Jumli Khas vowel phonemes
|  | Front | Central | Back |
|---|---|---|---|
| Close | i |  | u |
| Close-mid | e |  | o |
| Open-mid |  |  | ʌ |
| Open |  | a |  |

=== Consonants ===

Jumli Khas consonant phonemes
|  |  |  | Bilabial | Dental | Alveolar | Retroflex | Palatal | Velar | Glottal |
| Nasal |  |  | m ⟨म⟩ |  | n ⟨न⟩ |  |  | ŋ ⟨ङ⟩ |  |
| Plosive/ Affricate | voiceless | unaspirated | p ⟨प⟩ | t ⟨त⟩ | t͡s ⟨च⟩ | ʈ ⟨ट⟩ |  | k ⟨क⟩ |  |
| aspirated | pʰ ⟨फ⟩ | tʰ ⟨थ⟩ | t͡sʰ ⟨छ⟩ | ʈʰ ⟨ठ⟩ |  | kʰ ⟨ख⟩ |  |
| voiced | unaspirated | b ⟨ब⟩ | d ⟨द⟩ | d͡z ⟨ज⟩ | ɖ ⟨ड⟩ |  | ɡ ⟨ग⟩ |  |
| aspirated | bʱ ⟨भ⟩ | dʱ ⟨ध⟩ | d͡zʱ ⟨झ⟩ | ɖʱ ⟨ढ⟩ |  | ɡʱ ⟨घ⟩ |  |
| Fricative |  |  |  |  | s ⟨स⟩ |  |  |  | ɦ ⟨ह⟩ |
| Rhotic |  |  |  |  | r ⟨र⟩ |  |  |  |  |
| Approximant |  |  | (w ⟨व⟩) |  | l ⟨ल⟩ |  | (j ⟨य⟩) |  |  |

The standard record regarding the grammar and vocabulary was not collected and standardized as of 2022. On 15 August 2022, at the initiative of the local government, the Language Commission started the process of documenting and archiving the language.
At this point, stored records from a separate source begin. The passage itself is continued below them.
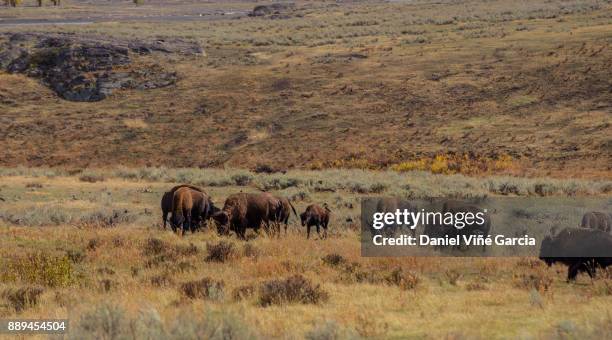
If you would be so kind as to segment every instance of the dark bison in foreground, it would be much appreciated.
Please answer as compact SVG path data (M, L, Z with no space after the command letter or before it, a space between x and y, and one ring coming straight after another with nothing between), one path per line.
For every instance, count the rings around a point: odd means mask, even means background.
M582 216L582 228L597 229L609 233L612 230L612 216L599 211L591 211Z
M302 227L306 227L306 238L310 238L310 227L317 227L317 234L321 237L320 227L323 227L323 237L327 238L327 226L329 225L329 217L331 210L325 205L323 208L317 204L311 204L306 207L306 211L300 214Z
M174 192L179 188L191 188L195 191L204 192L204 190L189 184L181 184L177 185L174 188L170 189L170 191L166 191L161 199L161 210L162 210L162 220L164 221L164 229L166 229L166 222L168 221L168 214L172 211L172 199L174 197ZM205 192L204 192L205 193Z
M612 264L612 236L593 229L566 228L556 236L542 240L540 259L551 266L555 262L568 266L567 280L576 279L579 272L593 277L596 268Z
M239 238L246 238L247 228L259 232L261 224L269 226L274 221L274 214L278 211L280 202L268 193L230 195L223 205L223 209L213 215L219 224L220 234L234 231Z
M190 187L180 187L172 196L172 230L182 226L182 233L187 229L195 232L196 226L206 220L218 209L210 197Z

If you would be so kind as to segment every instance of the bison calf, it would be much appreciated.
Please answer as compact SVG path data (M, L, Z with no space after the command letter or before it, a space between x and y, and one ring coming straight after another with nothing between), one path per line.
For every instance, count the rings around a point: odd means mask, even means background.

According to proposal, 24 vowels and 41 consonant characters were finalized for developing writing system of the language.

== Present status ==
In 2020, twenty-eight schools in Tatopani Rural Municipality of Jumla District started teaching in Jumli Khas language.

== Dictionary ==
In 2008, Ramanand Acharya started compiling the first ever Jumli Khas Dictionary titled Khasiya Akhar. Khas means Khas people and Aakhar means word or a letter. As of 2019, he had collected around 25 thousands words. The collection process has been at a slow rate due to lack of funding. The Karnali Province government allocated funds for the process in the budget of the fiscal year 2077/2078 BS (2020/2021).